Kareen Guiock Thuram chante Nina

par Philippe Desmond

Kareen Guiock-Thuram, chant / Kevin Jubert, piano / Rody Cereyon, basse / Tilo Bertholo, batterie.

Nina Simone est une icône du jazz vocal mais elle fut aussi une femme engagée politiquement pour la défense des droits civiques. On connait tous la frustration qu’elle connut, travaillant pour devenir la première pianiste noire concertiste mais dont la route fut barrée par pur racisme. Cette douleur elle l’a portée toute sa vie, trouvant dans le jazz le moyen d’exprimer sa colère, pilier de son répertoire.

C’est à l’initiative du pianiste de jazz Dominique Fillon que Kareen Guiock Thuram a décidé de rendre hommage à cette grande dame en sortant l’album « Nina » où elle revisite à sa manière son œuvre. Kareen a un itinéraire particulier, venue à une carrière jazz sur le tard avec la sortie de l’album en 2022. Elle a en effet consacré sa carrière au journalisme, sur M6 notamment dans les émissions Turbo, le 66 minutes où on peut encore la voir de temps en temps. Une notoriété médiatique encore augmentée par son nom d’épouse, mariée depuis près de dix ans avec un champion du Monde 98…

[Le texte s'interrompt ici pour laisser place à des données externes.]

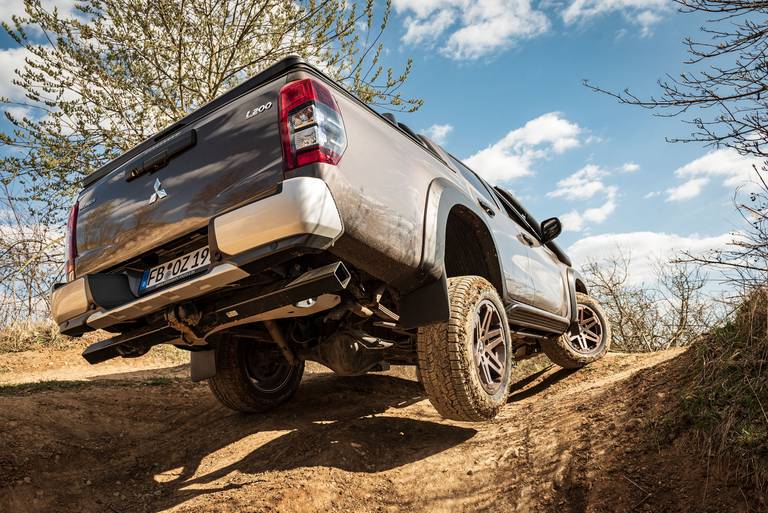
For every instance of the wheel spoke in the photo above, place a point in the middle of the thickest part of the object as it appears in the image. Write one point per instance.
(494, 363)
(590, 335)
(491, 334)
(486, 322)
(493, 343)
(486, 371)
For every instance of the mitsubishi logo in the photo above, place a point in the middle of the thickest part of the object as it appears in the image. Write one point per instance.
(159, 192)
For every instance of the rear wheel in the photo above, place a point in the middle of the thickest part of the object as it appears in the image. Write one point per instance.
(465, 363)
(586, 341)
(253, 376)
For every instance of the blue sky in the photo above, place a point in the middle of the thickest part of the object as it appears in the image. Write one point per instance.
(506, 74)
(502, 85)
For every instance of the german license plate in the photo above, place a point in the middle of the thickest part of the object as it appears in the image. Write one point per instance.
(175, 270)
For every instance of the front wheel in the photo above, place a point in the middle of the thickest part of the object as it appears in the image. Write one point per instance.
(587, 341)
(465, 363)
(252, 376)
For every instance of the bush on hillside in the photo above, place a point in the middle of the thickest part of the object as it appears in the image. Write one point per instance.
(726, 400)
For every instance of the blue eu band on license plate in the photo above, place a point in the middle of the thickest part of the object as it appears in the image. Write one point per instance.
(175, 270)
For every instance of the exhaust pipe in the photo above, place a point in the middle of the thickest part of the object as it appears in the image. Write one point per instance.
(218, 316)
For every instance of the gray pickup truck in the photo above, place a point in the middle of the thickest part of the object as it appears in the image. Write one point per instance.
(287, 221)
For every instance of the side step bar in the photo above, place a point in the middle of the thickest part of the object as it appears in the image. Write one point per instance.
(240, 305)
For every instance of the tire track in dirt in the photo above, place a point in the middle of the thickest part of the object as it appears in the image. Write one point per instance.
(367, 444)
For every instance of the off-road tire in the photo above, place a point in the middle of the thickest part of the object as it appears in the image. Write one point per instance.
(445, 351)
(237, 390)
(560, 351)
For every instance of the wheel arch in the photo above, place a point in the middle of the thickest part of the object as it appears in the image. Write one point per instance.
(576, 284)
(452, 223)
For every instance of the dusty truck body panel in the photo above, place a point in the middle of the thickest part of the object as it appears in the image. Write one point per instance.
(201, 181)
(288, 213)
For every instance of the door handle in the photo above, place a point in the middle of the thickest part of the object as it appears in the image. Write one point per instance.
(485, 206)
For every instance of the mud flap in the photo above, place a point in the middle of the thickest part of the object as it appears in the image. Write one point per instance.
(202, 365)
(425, 305)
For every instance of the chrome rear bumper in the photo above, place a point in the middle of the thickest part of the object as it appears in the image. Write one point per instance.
(304, 206)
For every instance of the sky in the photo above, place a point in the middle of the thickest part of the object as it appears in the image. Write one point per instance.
(502, 87)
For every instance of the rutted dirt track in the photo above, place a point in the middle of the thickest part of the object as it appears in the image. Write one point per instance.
(567, 441)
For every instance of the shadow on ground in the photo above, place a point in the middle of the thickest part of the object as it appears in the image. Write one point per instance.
(164, 445)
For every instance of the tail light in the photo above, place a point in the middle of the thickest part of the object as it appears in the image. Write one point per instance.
(72, 241)
(311, 127)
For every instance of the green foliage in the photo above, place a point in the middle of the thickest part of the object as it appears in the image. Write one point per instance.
(102, 81)
(726, 400)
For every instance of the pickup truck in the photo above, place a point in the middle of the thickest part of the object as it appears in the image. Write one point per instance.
(286, 221)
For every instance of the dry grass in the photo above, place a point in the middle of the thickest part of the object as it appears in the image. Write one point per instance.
(32, 335)
(726, 401)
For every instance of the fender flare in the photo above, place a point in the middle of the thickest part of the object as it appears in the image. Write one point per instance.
(427, 303)
(574, 278)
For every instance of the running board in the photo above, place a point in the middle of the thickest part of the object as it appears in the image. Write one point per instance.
(526, 316)
(231, 311)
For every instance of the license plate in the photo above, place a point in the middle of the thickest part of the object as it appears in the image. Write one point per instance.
(176, 269)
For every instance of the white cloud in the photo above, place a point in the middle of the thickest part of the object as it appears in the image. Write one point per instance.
(576, 221)
(477, 27)
(9, 8)
(581, 185)
(687, 190)
(643, 248)
(438, 133)
(513, 156)
(630, 167)
(10, 60)
(643, 13)
(724, 165)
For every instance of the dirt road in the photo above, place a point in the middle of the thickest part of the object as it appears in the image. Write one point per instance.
(133, 440)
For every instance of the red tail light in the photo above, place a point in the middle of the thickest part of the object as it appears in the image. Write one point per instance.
(311, 127)
(72, 241)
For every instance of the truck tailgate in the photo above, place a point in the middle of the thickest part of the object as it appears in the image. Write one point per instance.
(176, 184)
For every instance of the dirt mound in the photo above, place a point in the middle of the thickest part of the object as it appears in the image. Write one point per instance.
(567, 441)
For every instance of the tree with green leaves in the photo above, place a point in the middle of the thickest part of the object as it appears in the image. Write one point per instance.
(102, 80)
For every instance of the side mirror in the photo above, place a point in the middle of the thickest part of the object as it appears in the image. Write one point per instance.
(550, 228)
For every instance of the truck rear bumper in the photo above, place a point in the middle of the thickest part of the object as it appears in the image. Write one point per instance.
(303, 207)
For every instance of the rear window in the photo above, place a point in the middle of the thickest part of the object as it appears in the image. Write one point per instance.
(473, 179)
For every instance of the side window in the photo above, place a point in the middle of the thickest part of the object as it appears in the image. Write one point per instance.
(475, 180)
(518, 214)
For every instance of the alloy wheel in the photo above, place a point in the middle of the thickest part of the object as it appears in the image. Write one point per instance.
(590, 331)
(489, 347)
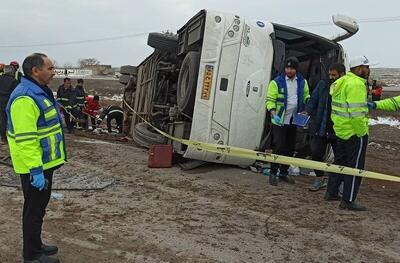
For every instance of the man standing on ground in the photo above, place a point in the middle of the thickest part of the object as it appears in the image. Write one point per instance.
(37, 149)
(92, 107)
(7, 85)
(286, 96)
(80, 99)
(321, 126)
(389, 104)
(17, 74)
(116, 113)
(350, 122)
(66, 97)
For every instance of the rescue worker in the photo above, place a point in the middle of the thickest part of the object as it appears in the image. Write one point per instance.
(80, 100)
(80, 94)
(113, 112)
(7, 84)
(389, 104)
(17, 73)
(67, 98)
(37, 149)
(350, 123)
(321, 125)
(376, 91)
(286, 96)
(2, 68)
(91, 109)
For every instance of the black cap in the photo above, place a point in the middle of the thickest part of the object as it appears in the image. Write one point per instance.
(292, 62)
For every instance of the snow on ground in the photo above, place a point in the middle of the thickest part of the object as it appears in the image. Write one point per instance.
(114, 97)
(385, 121)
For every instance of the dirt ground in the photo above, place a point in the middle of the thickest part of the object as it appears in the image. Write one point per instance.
(211, 214)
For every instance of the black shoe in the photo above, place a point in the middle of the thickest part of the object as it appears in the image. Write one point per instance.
(43, 259)
(287, 178)
(49, 250)
(351, 206)
(273, 179)
(329, 197)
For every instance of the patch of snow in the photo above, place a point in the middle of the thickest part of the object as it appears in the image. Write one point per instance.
(385, 121)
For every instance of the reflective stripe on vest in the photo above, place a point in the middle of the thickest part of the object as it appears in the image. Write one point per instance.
(349, 110)
(49, 131)
(116, 111)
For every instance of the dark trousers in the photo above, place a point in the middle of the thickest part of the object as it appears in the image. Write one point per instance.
(283, 143)
(35, 203)
(376, 97)
(119, 118)
(318, 147)
(3, 119)
(69, 121)
(350, 153)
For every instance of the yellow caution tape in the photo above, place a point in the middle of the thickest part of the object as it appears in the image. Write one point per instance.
(273, 158)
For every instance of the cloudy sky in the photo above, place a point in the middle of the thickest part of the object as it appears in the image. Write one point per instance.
(28, 22)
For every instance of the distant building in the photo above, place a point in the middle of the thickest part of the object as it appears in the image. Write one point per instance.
(73, 72)
(101, 69)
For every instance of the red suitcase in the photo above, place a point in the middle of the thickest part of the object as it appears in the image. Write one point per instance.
(160, 156)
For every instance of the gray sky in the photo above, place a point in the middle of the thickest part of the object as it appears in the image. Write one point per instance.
(27, 22)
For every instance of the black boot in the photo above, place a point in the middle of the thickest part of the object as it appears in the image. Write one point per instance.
(49, 250)
(351, 206)
(43, 259)
(329, 197)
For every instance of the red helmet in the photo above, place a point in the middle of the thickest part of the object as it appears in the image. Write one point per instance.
(14, 64)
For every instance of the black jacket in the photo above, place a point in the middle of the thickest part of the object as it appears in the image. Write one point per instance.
(80, 96)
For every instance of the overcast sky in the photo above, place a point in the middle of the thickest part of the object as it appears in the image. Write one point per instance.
(27, 22)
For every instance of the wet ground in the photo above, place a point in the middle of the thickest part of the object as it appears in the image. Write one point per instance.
(211, 214)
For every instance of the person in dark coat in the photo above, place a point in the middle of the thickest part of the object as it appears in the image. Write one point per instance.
(80, 100)
(113, 113)
(7, 84)
(321, 125)
(67, 98)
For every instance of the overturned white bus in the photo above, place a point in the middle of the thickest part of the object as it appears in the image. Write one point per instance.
(208, 82)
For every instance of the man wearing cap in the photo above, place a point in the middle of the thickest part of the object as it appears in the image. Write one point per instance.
(286, 96)
(350, 123)
(17, 73)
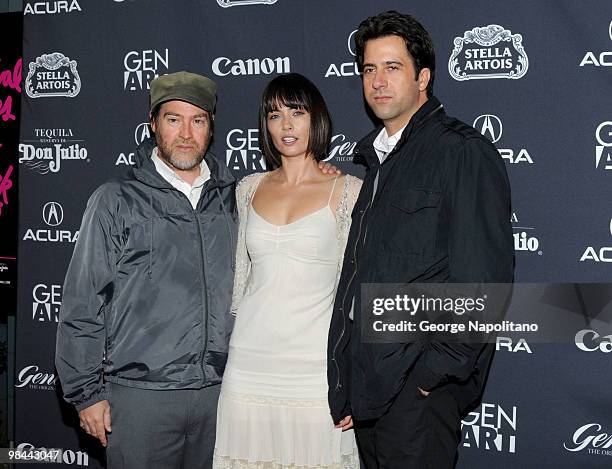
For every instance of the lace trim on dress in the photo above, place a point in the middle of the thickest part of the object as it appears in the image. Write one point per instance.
(281, 402)
(244, 193)
(348, 461)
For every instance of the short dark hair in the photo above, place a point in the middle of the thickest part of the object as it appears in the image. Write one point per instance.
(418, 41)
(295, 91)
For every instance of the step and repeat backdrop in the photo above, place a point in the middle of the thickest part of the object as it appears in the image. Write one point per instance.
(534, 77)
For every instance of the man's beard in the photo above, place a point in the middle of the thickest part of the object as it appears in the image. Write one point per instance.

Ce soir, devant un public assez féminin et peu familier du lieu à entendre les conversations, elle s’avance avec un trio de musiciens martiniquais qui avec elle vont donner une couleur caribéenne à pas mal de titres. Ce spectacle est un hommage, Kareen placera ainsi des intermèdes évoquant Nina Simone, à sa vie, sa personnalité, textes non chantés qu’on retrouve dans l’album, mis en musique par Dominique Fillon. Et bien sûr on va retrouver les titres phares de celle qu’on disait Diva mais qui vécut « Dix vies », je cite Kareen.

Pas facile comme challenge, d’autres s’y sont essayé avec plus ou moins de réussite, cherchant parfois à trop s’approcher des originaux ou les déformant trop. Avec Dominique Fillon, tout en respectant l’œuvre initiale, une direction différente a été prise, une chaleur supplémentaire est présente, une rondeur. Rythmiquement on sent les Antilles, l’Afrique parfois, avec élégance et de temps en temps des fulgurances qui invitent à la danse. Kareen ne s’en prive pas, très à l’aise sur scène et heureuse.

Et quelle voix, chaude, puissante sans effort, avec une diction parfaite. Quelle version crépusculaire de « I put a spell on you » finissant par une longue plainte, « You’re mine » scandé à l’envi. Un « Feeling Good » tout en rondeur harmonique, un « My Baby just cares for me » très West Coast, un « Ne me quitte pas » émouvant qu’elle finit visiblement émue – et nous aussi – Un « Mr Bojangles » solaire, « un « See Line woman » aux couleurs et rythmes antillais partagé avec le public. Le blues sera là aussi, le jazz bien sûr, les musiciens sont excellents même si différents de ceux de l’album.

Un très bel hommage et une découverte sur scène d’une voix qui est déjà importante dans la scène jazz ; une preuve de plus ? La présence dans le public de Jacky Terrasson sur le prochain album duquel chante Kareen.

Alors Kareen journaliste, chanteuse ? Vous faites les deux tellement bien que le choix est difficile !

Musiciens de l’album : Dominique Fillon, piano / Laurent Vernerey, basse / Raphaël Chassin, batterie / Percussions, Olivier Juste / Sylvain Gontard, trompette / Yannick Soccal, sax / Naïssam Jalal, flûte / orchestre de cordes.